Research Initiatives

Image credit:
Elena Zhukova

Dynamic Distributed Systems

Focus:

Dynamic Distributed Systems is focused on networking technology for next generation Internet applications with an emphasis on how to adapt Internet technology for secure and safety-critical environments and how to manage highly dynamic systems.

Industrial Cyber-Physical Systems

Mission: 

The goal of iCyPhy (pronounced eye-sigh-fie) is to conduct pre-competitive research on architectures and design, modeling, and analysis techniques for cyber-physical systems, with emphasis on industrial applications. Cyber-physical systems integrate computing, networking, and physical components. Applications include transportation systems, automation, security, smart buildings, smart cities, medical systems, energy generation and distribution, water distribution, agriculture, military systems, process control, asset management, and robotics.

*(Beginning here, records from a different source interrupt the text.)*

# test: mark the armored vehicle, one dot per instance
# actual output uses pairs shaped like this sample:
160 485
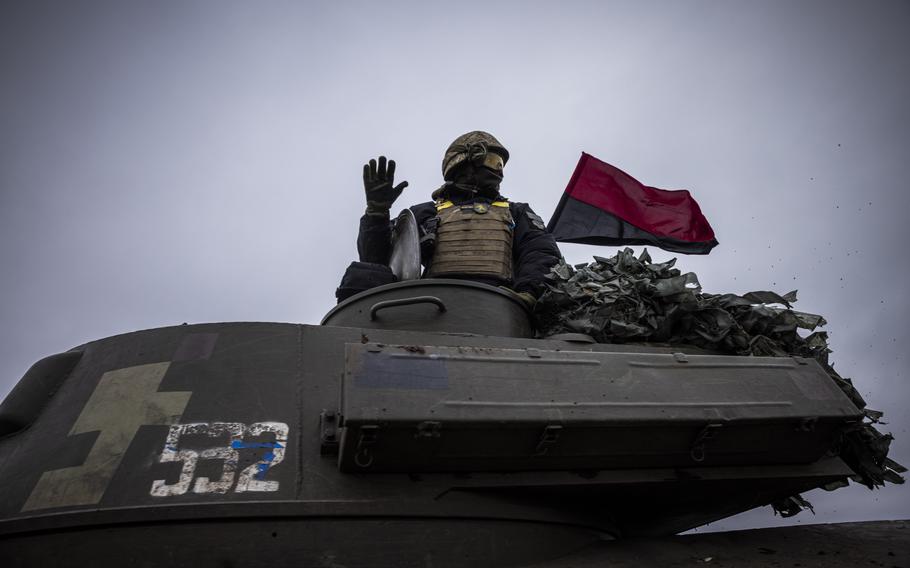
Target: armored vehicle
421 424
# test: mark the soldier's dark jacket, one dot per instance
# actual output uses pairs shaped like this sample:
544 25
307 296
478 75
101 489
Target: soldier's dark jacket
534 250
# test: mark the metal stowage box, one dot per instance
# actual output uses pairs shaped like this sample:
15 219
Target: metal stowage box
427 408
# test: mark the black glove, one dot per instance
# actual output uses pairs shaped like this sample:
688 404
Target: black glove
377 182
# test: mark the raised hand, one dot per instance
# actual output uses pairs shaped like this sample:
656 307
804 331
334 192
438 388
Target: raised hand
378 183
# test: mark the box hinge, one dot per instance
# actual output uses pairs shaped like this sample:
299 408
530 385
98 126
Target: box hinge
697 452
548 438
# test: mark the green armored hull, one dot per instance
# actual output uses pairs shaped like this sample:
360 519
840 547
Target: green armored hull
419 426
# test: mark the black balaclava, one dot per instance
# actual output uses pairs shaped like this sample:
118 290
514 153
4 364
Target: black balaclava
471 181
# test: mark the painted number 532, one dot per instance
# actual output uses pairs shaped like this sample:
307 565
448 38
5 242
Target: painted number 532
232 436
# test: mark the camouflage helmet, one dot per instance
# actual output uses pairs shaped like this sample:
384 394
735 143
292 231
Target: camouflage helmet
471 145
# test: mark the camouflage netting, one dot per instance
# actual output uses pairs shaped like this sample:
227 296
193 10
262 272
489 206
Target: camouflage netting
624 299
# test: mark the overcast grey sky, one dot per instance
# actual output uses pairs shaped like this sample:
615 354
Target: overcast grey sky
169 162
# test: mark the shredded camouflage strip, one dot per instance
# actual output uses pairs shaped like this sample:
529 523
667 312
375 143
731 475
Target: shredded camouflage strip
624 299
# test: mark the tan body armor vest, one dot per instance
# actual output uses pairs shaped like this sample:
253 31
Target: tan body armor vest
473 239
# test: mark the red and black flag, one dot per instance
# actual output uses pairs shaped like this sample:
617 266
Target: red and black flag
604 205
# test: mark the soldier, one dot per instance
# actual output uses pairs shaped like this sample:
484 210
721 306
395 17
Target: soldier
469 230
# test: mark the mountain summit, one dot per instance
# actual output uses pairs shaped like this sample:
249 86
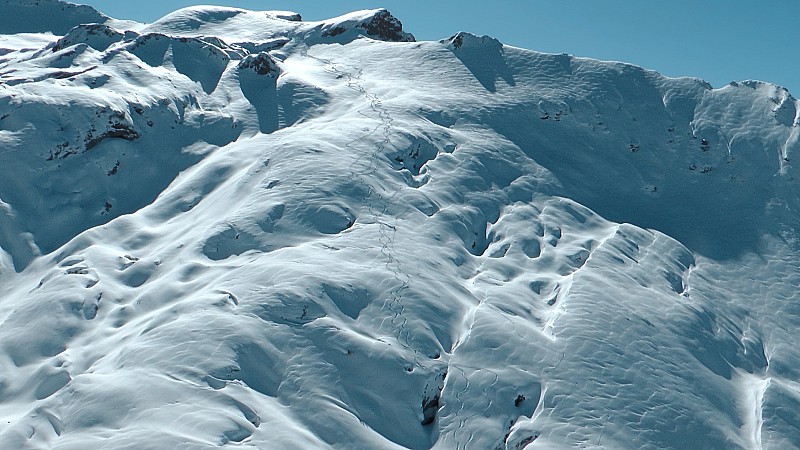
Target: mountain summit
238 228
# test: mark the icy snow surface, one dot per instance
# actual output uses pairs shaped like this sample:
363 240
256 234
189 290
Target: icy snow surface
236 228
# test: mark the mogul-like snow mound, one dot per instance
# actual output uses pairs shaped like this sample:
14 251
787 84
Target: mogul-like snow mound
236 228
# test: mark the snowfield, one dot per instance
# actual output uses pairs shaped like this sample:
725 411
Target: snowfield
236 228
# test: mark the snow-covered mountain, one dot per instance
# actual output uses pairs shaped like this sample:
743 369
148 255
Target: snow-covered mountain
237 228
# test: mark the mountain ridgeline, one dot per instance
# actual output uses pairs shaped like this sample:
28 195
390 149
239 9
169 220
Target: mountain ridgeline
239 228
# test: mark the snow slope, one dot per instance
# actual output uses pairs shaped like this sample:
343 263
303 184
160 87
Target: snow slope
236 228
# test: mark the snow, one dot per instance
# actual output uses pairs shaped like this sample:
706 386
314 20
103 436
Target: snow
235 228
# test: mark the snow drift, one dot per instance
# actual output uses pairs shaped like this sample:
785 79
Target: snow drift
237 228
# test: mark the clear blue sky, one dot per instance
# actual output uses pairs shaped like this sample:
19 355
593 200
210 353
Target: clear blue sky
716 40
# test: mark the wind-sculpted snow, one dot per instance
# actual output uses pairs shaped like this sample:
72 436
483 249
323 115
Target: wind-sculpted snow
236 228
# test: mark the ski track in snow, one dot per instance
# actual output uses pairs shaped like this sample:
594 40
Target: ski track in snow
238 229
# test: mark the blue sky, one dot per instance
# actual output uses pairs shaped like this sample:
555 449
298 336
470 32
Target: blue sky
718 41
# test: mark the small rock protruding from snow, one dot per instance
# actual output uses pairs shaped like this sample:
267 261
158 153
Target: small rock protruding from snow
465 39
95 35
378 24
386 27
286 15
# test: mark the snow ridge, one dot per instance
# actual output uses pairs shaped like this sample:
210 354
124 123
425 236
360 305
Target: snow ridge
235 228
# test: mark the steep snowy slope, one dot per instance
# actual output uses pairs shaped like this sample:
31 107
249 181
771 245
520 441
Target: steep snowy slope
236 228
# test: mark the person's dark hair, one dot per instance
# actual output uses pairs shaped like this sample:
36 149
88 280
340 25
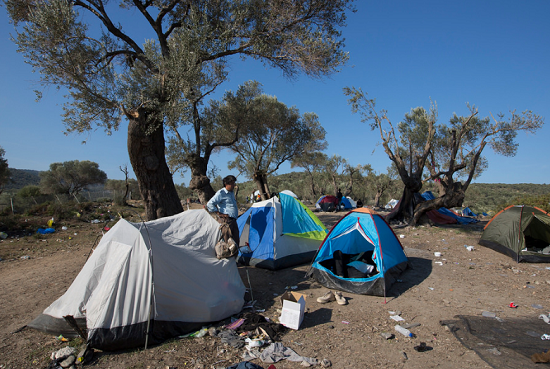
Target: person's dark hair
229 179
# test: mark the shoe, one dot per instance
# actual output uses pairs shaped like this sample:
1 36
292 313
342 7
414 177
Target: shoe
341 300
327 297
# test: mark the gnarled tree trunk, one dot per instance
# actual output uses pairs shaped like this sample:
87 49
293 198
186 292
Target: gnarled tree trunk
261 183
200 183
146 151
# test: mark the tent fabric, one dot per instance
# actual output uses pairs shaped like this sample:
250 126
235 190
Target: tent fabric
327 203
428 195
165 269
361 235
521 232
346 203
468 212
290 193
391 204
352 202
280 233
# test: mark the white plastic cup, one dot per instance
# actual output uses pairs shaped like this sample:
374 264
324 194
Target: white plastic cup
404 331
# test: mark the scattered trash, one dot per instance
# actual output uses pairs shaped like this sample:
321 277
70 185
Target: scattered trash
422 347
404 331
397 318
200 333
236 324
45 230
495 351
63 353
541 357
410 325
254 342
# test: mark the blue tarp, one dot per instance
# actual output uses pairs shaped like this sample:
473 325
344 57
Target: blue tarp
45 231
468 212
428 195
346 203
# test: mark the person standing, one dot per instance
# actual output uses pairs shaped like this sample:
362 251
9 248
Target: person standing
224 205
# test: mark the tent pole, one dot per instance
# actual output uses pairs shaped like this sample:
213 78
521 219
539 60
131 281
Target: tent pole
151 301
249 285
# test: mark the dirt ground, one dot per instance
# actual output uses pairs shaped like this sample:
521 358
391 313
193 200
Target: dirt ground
36 271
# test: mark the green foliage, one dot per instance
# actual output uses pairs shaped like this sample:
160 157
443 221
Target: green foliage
282 135
71 177
20 178
29 191
493 197
4 171
163 80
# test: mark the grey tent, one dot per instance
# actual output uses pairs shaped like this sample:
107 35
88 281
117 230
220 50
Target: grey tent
147 282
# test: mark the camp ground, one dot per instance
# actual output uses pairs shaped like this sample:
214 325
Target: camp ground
279 233
521 232
147 282
361 254
445 288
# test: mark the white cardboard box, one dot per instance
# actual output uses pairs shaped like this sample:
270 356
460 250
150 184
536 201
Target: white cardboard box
294 307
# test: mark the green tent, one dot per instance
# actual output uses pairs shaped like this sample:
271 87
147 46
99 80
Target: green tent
521 232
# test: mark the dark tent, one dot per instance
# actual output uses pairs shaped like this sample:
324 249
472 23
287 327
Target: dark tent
521 232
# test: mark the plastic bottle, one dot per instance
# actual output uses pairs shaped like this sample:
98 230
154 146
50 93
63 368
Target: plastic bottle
404 331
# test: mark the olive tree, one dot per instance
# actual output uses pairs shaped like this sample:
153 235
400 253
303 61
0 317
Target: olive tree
277 135
154 78
422 150
71 177
4 170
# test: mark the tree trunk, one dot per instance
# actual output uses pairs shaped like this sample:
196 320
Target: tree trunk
146 151
261 184
377 199
200 183
405 209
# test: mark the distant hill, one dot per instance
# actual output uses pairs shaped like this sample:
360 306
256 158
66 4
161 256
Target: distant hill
21 178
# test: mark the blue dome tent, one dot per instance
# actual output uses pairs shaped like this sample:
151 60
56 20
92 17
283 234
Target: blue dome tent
361 255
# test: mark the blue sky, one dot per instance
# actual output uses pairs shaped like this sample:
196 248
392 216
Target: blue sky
493 54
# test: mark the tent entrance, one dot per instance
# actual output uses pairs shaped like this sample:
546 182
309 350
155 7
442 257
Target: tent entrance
352 256
537 236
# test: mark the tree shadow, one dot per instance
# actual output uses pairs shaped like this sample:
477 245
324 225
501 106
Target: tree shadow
266 286
420 269
316 317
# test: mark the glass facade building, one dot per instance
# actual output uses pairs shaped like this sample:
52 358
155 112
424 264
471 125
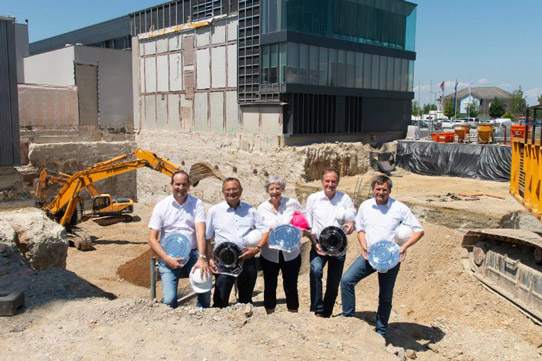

The CPS intellectual challenge is about the intersection, not the union, of the physical and the cyber. This intersection combines engineering models and methods from mechanical, environmental, civil, electrical, biomedical, chemical, aeronautical and industrial engineering with the models and methods of computer science and engineering. iCyPhy research is founded on the conviction that these models and methods do not combine easily, and that consequently CPS constitutes a new engineering discipline that demands its own models and methods.

Human Intranet

Vision:

With the explosive growth of the ”smart” society, enormous amounts of information are instantaneously available in the enhanced world around us, or the cyberworld beyond. Hence one may wonder if the traditional human input/output modalities have the necessary bandwidth or expressiveness to effectively deal with the increasing pace of an “augmented world”.  One possible answer is to use the same technology advances that have enabled the “sensory swarm” to change, enhance or augment the way humans interact with the world around it and the cyberworld beyond, as well as their fellow human beings and themselves. Envision a “Human Intranet” [Ra15] that harvests the capabilities of all the devices we carry around us, on us, or inside us, to create a single open and integrated platform, opening the door for true innovation and creativity. This platform could help to address how us humans deal with an ever-smarter world, introspect on how well we are functioning ourselves, or even extend our capabilities. While truly exciting from an opportunity perspective, it also raises many questions such as privacy, safety and ethics.